Andrej Karpathy Skills: LLM Coding Guidelines That Prevent Common Mistakes
Large Language Models have revolutionized software development, enabling developers to write code faster than ever before. However, as Andrej Karpathy observed, LLMs come with their own set of behavioral pitfalls that can lead to bloated code, unnecessary changes, and hidden assumptions. The forrestchang/andrej-karpathy-skills repository addresses these issues head-on with four core principles designed to make LLM-assisted coding more reliable and maintainable.

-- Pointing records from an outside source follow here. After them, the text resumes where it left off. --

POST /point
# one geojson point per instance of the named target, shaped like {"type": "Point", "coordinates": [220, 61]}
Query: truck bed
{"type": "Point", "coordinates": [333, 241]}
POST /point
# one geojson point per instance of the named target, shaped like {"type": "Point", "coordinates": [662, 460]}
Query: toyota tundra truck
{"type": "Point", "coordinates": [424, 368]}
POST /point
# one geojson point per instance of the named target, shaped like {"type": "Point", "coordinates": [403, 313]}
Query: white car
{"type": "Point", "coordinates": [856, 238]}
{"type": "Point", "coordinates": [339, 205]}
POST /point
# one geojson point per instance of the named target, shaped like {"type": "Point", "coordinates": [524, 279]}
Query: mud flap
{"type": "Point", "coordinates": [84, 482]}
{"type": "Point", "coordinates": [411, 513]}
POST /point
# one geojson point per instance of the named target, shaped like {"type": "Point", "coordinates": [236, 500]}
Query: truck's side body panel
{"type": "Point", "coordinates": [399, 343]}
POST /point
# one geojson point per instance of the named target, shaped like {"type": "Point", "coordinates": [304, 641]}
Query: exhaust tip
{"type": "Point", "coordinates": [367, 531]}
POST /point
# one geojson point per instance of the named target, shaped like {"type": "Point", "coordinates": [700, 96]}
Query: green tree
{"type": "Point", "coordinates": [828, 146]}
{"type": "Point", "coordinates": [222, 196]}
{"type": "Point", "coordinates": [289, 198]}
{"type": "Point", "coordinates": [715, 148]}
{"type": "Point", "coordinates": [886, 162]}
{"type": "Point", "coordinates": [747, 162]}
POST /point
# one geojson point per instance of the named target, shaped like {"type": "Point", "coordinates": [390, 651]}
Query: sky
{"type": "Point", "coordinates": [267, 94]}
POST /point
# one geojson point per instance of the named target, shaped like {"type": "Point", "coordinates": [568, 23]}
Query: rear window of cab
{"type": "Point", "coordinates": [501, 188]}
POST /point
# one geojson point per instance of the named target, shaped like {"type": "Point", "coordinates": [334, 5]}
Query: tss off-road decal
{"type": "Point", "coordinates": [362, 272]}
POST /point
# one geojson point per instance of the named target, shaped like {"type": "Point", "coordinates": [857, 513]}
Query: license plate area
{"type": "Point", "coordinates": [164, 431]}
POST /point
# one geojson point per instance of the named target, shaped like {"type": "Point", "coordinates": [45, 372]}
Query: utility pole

The Problem: LLM Coding Pitfalls
Andrej Karpathy, former Director of AI at Tesla and co-founder of OpenAI, shared critical observations about how LLMs behave when writing code:
“The models make wrong assumptions on your behalf and just run along with them without checking. They don’t manage their confusion, don’t seek clarifications, don’t surface inconsistencies, don’t present tradeoffs, don’t push back when they should.”
“They really like to overcomplicate code and APIs, bloat abstractions, don’t clean up dead code… implement a bloated construction over 1000 lines when 100 would do.”
“They still sometimes change/remove comments and code they don’t sufficiently understand as side effects, even if orthogonal to the task.”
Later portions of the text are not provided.